Insecurity and traumatic incidents have affected millions, and a survey completed in July 2015 found that 41% of respondents showed symptoms of post-traumatic stress disorder, a similar level to post-genocide Rwanda and Cambodia.
As the conflict that began in December 2013 spread, the scale of humanitarian needs escalated to crisis levels. One in five people (more than 2.4 million) have been displaced, including over 710,000 refugees in surrounding countries. Hunger is widespread, and in 2015 nearly one in every three people (3.9 million) were severely food insecure, with an estimated 30-40,000 facing ‘catastrophic’ food insecurity. The World Food Programme in May 2016 warned that over the coming months that figure could increase to 5.3 million. More than a million suffer from acute malnutrition.
The conflict has affected livelihoods and made it difficult for people to plant and harvest. Displaced people have often been taken in by host communities, who have stretched their resources to try to support those seeking refuge.
Women and children, as well as other vulnerable people such as the elderly and those living with disability or HIV, have been particularly affected by the conflict. Over 10,000 separated or unidentified children have now been identified by humanitarians, and an estimated 1 million children are believed to be in psychosocial distress.
Before the conflict, South Sudan had some of the worst development indicators in the world, and the crisis has meant that what gains were made since the peace agreement was signed in 2005 have been reversed. Vital infrastructure, including health and education facilities, water points, markets and roads, have been destroyed or are inaccessible due to conflict. An adolescent girl is three times more likely to die in childbirth than to complete primary school. Nearly one in three schools have been destroyed, damaged, occupied or closed. There have been outbreaks of cholera, Hepatitis E and measles, and malaria is the biggest recorded killer.

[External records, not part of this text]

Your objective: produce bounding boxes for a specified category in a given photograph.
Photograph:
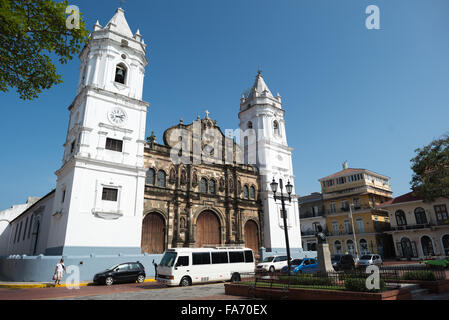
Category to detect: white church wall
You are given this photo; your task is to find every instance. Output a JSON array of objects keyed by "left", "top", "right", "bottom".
[{"left": 7, "top": 191, "right": 54, "bottom": 255}]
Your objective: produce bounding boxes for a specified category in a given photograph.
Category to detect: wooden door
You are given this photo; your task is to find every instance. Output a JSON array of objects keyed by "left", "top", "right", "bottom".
[
  {"left": 196, "top": 211, "right": 221, "bottom": 247},
  {"left": 244, "top": 220, "right": 259, "bottom": 255},
  {"left": 141, "top": 212, "right": 165, "bottom": 253}
]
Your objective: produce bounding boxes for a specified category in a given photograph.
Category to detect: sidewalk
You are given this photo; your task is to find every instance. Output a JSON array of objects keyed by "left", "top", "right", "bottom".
[
  {"left": 0, "top": 278, "right": 156, "bottom": 289},
  {"left": 383, "top": 260, "right": 419, "bottom": 266}
]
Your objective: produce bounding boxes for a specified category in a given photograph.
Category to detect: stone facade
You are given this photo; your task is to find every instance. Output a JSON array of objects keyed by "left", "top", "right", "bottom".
[
  {"left": 382, "top": 192, "right": 449, "bottom": 260},
  {"left": 142, "top": 116, "right": 263, "bottom": 253}
]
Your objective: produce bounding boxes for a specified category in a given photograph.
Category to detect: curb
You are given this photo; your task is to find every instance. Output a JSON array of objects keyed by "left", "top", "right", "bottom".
[{"left": 0, "top": 279, "right": 156, "bottom": 289}]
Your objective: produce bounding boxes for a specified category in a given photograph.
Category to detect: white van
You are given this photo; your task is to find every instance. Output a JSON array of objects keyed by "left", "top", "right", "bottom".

Furthermore, the country is also in the grips of an economic crisis as the South Sudanese pound has depreciated rapidly due to the effects of the conflict on productivity, shortages of hard currency, global declines in oil prices, and increasing dependence on imports. This has had severe implications for household economies and livelihoods, and even those not directly affected by the conflict have struggled to afford everyday goods due to soaring inflation.